Der Uetlibergtunnel in Richtung Chur bleibt voraussichtlich bis 23 Uhr gesperrt.  Bild: KEYSTONE

Schwerer Unfall im Uetlibergtunnel – sieben Verletzte



Bei einem schweren Verkehrsunfall im Uetlibergtunnel bei Zürich sind sieben Menschen verletzt worden. Zwei Personen wurden mit schwersten Verletzungen ins Spital gebracht, darunter ein Kind.

Nach Angaben einer Sprecherin der Kantonspolizei Zürich wurden fünf weitere Personen bei dem Unfall am Sonntagabend mittelschwer verletzt. 

Den Unfall verursachte eine Frau, die kurz nach 18 Uhr in ihrem Auto mit deutlich überhöhter Geschwindigkeit in den Tunnel hineinfuhr. In der Folge kam es zu einer Auffahrkollision, in die insgesamt fünf Autos verwickelt wurden. Auch die Unfallverursacherin wurde mittelschwer verletzt.

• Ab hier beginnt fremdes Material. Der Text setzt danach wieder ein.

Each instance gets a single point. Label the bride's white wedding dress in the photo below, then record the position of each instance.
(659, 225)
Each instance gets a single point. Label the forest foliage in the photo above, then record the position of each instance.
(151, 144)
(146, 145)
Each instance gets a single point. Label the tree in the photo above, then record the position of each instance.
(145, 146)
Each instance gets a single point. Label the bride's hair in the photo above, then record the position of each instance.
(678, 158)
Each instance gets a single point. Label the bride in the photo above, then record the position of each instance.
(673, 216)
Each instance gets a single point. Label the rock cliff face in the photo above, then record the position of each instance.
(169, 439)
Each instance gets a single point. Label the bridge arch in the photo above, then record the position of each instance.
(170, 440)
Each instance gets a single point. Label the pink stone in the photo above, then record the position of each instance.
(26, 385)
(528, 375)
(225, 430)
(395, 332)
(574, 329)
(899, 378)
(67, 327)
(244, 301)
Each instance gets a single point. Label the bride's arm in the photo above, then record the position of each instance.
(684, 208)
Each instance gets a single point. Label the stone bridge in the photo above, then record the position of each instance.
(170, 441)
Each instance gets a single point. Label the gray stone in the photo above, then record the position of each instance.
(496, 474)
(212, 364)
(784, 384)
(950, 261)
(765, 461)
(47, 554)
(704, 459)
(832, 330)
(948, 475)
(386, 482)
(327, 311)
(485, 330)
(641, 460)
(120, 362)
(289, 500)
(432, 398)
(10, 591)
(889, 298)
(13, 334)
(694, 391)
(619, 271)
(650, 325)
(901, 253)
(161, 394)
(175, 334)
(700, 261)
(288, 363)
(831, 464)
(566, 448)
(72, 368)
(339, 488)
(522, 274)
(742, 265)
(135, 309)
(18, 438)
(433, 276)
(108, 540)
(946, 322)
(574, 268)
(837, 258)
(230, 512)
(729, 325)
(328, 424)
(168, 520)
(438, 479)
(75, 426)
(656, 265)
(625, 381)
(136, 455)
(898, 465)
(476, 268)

Polizei sowie mehrere Rettungsfahrzeuge waren vor Ort, wie der Verkehrsinformationsdienst Viasuisse mitteilte. Derzeit wird der Verkehr durch die Tunnelröhre in Richtung Basel geführt. Die Tunnelröhre in Richtung Chur bleibt laut Kantonspolizei Zürich voraussichtlich bis 23 Uhr gesperrt.

Viel Geduld beweisen mussten laut Viasuisse am Sonntagnachmittag auch Autofahrer in der Region Bern-Solothurn. Zwei Auffahrunfälle mit je vier involvierten Fahrzeugen führten zwischen Kriegstetten SO und Wangen an der Aare BE zu rund zehn Kilometern Stau. Der Zeitverlust betrug zeitweise bis zu 50 Minuten. (sda)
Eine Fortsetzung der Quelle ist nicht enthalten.